I’ve seen gigs cause a fuss in my time, but the stir occasioned by the pending shows by the great Tom Waits reminds me of the eighties, when the whole country would scramble for tickets to what might only be only Irish show by a major star that year. Who knew the mad old bugger was so beloved here?
6 Comments
Yeah, well, you’ll miss Aliens verses Predator on Film4.
(btw, when did Film4 start showing Aliens verses Predator style movies?)
[…] me for using an Neil Young song title for a post about the Tom Waits gig but as Fergal points out, there has been a touch of Waits-Fever online today as people finally got a chance to splash out on […]
I’ve decided to take a shocking but overdue stance on the whole matter.
First: the gig is a rip-off and a total jip. Too much cash for such a large capacity venue which has deceitfully been called a ‘cellar’ when it’s actually a massive tent…
AND (here’s the nasty bit) Tom Waits is and has always been great and moving and powerful and a whole bunch of wonderful, but he is now an overrated, overhyped, oversentimental, oversentimentalised chancer.
Believing this will ease the pain and justify my lack of ticket as well as provide the preemptive strike in the gloating war between me and smug ticket-holders. I was into Waits before it was universally cool to be into Waits (or even know his name). Now I’m anti-Waits before it’s recognised he is a cod (but not before he makes another few cool million ripping the rest of you clueless sheep off).
All these big shows are a rip-off really. A whole generation of ageing rockers are lining their pockets at the expense of us clueless sheep who just want to see them before they snuff it. By the end of the summer I’ll have spent hundreds on Neil Young, Tom Waits, Leonard Cohen and Bruce Springsteen, all of whom are well past their heydays. Part of me knows I’m being ripped off, but I can’t help myself.
I’m one of the ‘sheep’ going on Friday.
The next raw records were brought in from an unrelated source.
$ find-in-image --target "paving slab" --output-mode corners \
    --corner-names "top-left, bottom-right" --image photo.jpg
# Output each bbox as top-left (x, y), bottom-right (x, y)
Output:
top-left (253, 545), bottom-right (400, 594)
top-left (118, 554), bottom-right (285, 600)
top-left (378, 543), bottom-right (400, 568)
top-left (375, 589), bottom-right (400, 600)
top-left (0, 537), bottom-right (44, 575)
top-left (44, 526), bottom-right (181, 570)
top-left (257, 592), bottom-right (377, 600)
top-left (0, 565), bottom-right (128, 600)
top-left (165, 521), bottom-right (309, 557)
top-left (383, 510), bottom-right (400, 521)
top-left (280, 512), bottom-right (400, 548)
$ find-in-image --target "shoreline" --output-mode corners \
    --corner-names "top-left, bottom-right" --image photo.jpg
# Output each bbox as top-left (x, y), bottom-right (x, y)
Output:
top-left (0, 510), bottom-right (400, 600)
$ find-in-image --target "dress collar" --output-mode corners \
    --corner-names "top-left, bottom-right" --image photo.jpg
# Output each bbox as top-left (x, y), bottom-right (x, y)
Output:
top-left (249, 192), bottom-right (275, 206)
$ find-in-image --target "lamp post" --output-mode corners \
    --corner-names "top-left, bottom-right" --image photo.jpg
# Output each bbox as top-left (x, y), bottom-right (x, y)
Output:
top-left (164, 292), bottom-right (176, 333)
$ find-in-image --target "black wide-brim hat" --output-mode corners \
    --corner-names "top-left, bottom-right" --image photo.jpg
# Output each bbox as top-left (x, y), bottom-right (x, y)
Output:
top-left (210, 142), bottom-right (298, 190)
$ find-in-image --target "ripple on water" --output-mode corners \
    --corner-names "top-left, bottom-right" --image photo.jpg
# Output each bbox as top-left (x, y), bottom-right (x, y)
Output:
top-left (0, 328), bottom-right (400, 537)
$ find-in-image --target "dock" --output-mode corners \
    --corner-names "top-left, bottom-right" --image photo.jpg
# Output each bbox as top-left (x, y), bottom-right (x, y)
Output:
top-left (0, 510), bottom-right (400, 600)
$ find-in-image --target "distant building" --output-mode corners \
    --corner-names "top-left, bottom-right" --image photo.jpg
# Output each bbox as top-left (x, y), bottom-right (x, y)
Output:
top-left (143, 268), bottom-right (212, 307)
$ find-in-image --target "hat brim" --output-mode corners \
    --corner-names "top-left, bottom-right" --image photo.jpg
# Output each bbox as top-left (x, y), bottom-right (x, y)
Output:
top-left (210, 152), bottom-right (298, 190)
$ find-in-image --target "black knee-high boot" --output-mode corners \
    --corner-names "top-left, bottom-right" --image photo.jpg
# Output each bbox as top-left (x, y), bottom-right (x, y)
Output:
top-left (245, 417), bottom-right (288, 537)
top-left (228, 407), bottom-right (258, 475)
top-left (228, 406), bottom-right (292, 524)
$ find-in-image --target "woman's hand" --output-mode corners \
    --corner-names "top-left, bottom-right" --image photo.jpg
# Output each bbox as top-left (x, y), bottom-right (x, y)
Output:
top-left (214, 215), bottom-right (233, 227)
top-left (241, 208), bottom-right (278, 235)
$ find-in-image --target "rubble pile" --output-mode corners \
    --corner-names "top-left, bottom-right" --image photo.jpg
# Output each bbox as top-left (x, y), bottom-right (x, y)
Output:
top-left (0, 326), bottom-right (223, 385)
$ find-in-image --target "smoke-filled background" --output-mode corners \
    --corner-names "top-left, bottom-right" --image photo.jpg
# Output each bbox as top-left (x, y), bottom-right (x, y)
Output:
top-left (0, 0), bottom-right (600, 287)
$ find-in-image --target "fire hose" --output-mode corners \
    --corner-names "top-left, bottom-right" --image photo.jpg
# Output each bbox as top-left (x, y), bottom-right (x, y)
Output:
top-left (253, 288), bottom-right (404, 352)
Sure it’s a ludicrous amount of money to pay for a gig but TW is probably one of the few artists currently living who’d make me part with so much of the hard-earned.
I generally despair of the money-grabbing ticketmaster-ising of gigs in this country and this is the first time I’ve ever paid more than 60 or 70 quid for a ticket (I refused to cough up for Neil, Leonard etc). After the TW gig I’ll return to my position of non-attendance again. This is an exception.
While there are plenty of “over the hill” chancers milking punters dry I don’t think you can describe Tom as one. He’s still maintaining a pretty high standard of challenging work – and why wouldn’t he be? Age shall not wither him (well, not artistically anyway).
I can’t wait.
That’s an interesting point Fústar – TW has long looked like a very old man, he’s certainly long sounded like one.
Perhaps, in a deal of a similar family to the one made by Dorian Gray, Waits sold his visual and audial youth in return for the immortality of his artistic abilities.
Or maybe he just decided to keep trying new things, even if they sometimes don’t work, as opposed to churning out slight variations of a single theme like some “classic” acts tend to do. I dunno.